The economic analysis, The Economic Impact of Repealing or Limiting Section 1031 Like-Kind Exchanges in Real Estate, was authored by David Ling, a finance professor at the University of Florida’s Warrington College of Business and past president of the American Real Estate and Urban Economics Association, and Milena Petrova, a finance professor at Syracuse University’s Whitman School of Management. They analyzed more than 1.6 million real estate transactions over an 18-year period (1997-2014), with a combined volume $4.8 trillion of transactions.
The study, which was sponsored by a group of 16 real estate related organizations, including NAIOP, is important because it attempts to provide empirical data to inform the public policy debate. It offers support for the long-held beliefs by many in the real estate industry that without Section 1031, taxpayers would hold their properties longer and dispose of them less frequently, and be forced to rely on more debt in financing future transactions.
In short, despite the claims made by those arguing that eliminating like-kind exchanges would bring in more money to the federal government, the study shows that tax-deferral in the commercial real estate sector is temporary, leading to greater tax revenues than otherwise would have occurred because of the increased value created in real estate.
The study found that Section 1031 like-kind exchanges result in:
- Increased investment: Taxpayers who utilize a like-kind exchange on average acquire replacement property that is $305,000 to $422,000 more valuable than the relinquished property;
- Increased federal tax revenue: In more than a third of exchanges, some federal tax is paid in the year of the exchange.
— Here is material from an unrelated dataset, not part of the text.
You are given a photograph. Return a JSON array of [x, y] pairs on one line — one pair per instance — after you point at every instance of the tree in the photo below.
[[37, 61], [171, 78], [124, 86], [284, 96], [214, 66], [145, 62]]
Thereafter, like-kind exchanges result in added revenue because of the higher tax liability associated with increased investment in the real estate asset and greater value of the property following the initial exchange;
- Less debt: In the case when the like-kind is for property that is close to or less than the original property, an exchange results in a 10 percent reduction in borrowing, or leverage, at the time of the acquisition of replacement property;
- Increased economic activity and jobs: Properties acquired through a like-kind exchange are most often the subject of upgrades, capital expenditures, and improvements, resulting in additional economic activity that leads to more jobs.
- A drop in property values: In local markets and states with moderate levels of taxation, commercial property price would have to decline 8 to 12 percent to maintain required equity returns for investors expecting to use like-kind exchanges when disposing of properties;
- Increased rents: Rents would need to increase from 8 to 13 percent before new construction would be economically viable. The effects would be more pronounced in high-tax states;
- Fewer transactions: Exchanges increase liquidity in real estate markets. Properties involved in like-kind exchanges had significantly shorter holding periods than similar properties.
The bottom line: eliminating Section 1031 would not be smart for the taxpayer, and would be a severe blow to real estate.